The very same outlet now refers to a deal between the RSG and IMG Media, which will see the latter sell the rights to watch the games globally. Although the US, Mexico and Central America are excluded for some reason. The ICC managing director, Matthew Kontos, said:

Our global tournament needs an international partner to help reach our distribution goals and satisfy the viewing needs of soccer fans all over the world. IMG brings a unique expertise that makes them the ideal partner to continue to elevate the ICC.

Meanwhile, Michael Mellor, senior vice president of soccer at IMG Media, explained:

We look forward to working with Relevent Sports Group over the next two years and to increasing awareness of the ICC and ensuring the tournament is viewed as widely as possible across all forms of media platforms.

You can already purchase tickets for some mouthwatering clashes.

How much of a media event the ICC has become was clear to see at the launch of this season’s edition. Reknowned actor Jason Sudeikis was the host for the media-effective event.

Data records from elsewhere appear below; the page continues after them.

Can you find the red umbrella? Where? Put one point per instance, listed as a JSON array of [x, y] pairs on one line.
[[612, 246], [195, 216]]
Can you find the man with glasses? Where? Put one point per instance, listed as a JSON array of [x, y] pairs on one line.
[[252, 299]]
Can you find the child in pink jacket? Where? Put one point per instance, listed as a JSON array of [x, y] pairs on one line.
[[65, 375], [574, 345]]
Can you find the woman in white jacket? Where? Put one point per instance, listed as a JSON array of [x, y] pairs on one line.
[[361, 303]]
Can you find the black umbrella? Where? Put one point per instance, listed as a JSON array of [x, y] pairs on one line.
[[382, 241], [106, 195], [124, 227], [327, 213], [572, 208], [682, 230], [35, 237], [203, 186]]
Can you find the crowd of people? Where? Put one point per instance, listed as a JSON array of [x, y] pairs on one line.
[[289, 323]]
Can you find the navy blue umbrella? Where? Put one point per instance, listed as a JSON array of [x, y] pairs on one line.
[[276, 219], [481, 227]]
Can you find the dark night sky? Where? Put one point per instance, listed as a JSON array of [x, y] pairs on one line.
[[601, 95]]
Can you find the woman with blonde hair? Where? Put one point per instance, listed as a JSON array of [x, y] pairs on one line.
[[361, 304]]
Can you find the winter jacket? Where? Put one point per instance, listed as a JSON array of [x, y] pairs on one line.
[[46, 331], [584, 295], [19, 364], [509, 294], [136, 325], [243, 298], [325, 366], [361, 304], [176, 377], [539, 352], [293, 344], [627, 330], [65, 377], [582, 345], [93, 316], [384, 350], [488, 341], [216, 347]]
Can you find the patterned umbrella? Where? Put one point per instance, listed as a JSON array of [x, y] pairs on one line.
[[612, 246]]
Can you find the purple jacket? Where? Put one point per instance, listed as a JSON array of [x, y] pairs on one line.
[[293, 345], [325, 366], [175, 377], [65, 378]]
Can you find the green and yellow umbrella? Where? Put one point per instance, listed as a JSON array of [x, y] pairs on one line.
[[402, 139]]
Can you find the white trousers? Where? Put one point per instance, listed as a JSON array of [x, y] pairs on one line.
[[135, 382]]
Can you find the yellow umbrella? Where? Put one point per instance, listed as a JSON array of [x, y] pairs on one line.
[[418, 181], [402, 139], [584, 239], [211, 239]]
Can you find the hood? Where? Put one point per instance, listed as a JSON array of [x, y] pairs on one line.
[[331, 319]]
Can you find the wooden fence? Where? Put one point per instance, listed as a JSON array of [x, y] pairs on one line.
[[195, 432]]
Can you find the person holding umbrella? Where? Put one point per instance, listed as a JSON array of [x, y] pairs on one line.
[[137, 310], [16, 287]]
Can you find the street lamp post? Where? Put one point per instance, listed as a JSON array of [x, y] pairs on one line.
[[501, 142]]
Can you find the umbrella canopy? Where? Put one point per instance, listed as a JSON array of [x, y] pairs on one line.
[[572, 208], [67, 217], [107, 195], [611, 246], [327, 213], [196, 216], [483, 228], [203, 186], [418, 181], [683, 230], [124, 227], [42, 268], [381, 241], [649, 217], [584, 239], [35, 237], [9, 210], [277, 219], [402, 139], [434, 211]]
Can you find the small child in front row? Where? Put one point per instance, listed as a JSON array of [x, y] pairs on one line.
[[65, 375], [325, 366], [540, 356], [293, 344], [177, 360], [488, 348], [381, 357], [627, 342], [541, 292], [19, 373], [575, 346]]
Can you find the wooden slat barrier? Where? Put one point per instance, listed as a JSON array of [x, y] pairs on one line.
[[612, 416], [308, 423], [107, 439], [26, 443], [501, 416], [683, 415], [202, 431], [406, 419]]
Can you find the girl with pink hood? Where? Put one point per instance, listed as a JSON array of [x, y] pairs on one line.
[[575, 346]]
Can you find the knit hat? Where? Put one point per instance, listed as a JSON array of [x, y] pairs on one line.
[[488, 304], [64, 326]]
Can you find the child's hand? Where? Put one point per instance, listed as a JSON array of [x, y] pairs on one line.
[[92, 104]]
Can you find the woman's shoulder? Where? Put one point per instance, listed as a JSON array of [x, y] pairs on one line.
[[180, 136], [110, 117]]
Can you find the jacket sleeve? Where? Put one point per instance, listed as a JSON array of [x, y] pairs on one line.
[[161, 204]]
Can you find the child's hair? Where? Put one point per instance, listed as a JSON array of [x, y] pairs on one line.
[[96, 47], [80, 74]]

The ICC even have their own online shop on their website, selling club merch aplenty. Tickets for the match between Atlético Madrid and Juventus at the Friends Arena in Stockholm, maybe a bit of a low-key stadium compared to the other places, start at 74 Euro. That means fans will have to pay quite a sum to see their favourite stars; unless they turn to streaming opportunities or other media, where IMG Media will possibly have helped distribute the games.

Financial picking season for the clubs

For the 2017 tournament, TotalSportek has published a list of payments for the clubs taking part. Real Madrid, Manchester United and the FC Barcelona were paid 20 million pound each for appearance alone, plus add-ons. Two years on, these payments will only be bigger.

Appearance fees for the ICC 2017, © TotalSportek

With that much at stake, and a much bigger media audience and attention to follow, can clubs even concentrate on their individual demands to prepare for a new season full of challenges, when maybe there’s a lot of new personnel or even a new manager?

It seems as though, with the International Champions Cup and similar obligations, clubs are turning traditional pre-season patterns into a marketing event ever more.

That isn’t reprehensible, for every club has to do that as a brand. And brands, other than a sports club, simply cannot afford something of an off-season. Therefore, they offer fans exclusive media content, special events and of course an entertaining and packed pre-season programme. In that respect, a well-organised and well-paid for pre-season could turn out to be of more importance than a single matchday. It might not be as significant in terms of where the team ends up in the season – but the presentation of the club’s brand in between such seasons is of bigger significance for the development of the club as a company. Eventually, for a lot of clubs pre-season is the time to reap the rewards for proper branding and it could be called picking season in terms of the heavy financial shuffles in the industry. A club cannot afford to miss that and fans get excited; but will they remain as they are, if all that big club super branding continues to overshadow what football once was all about?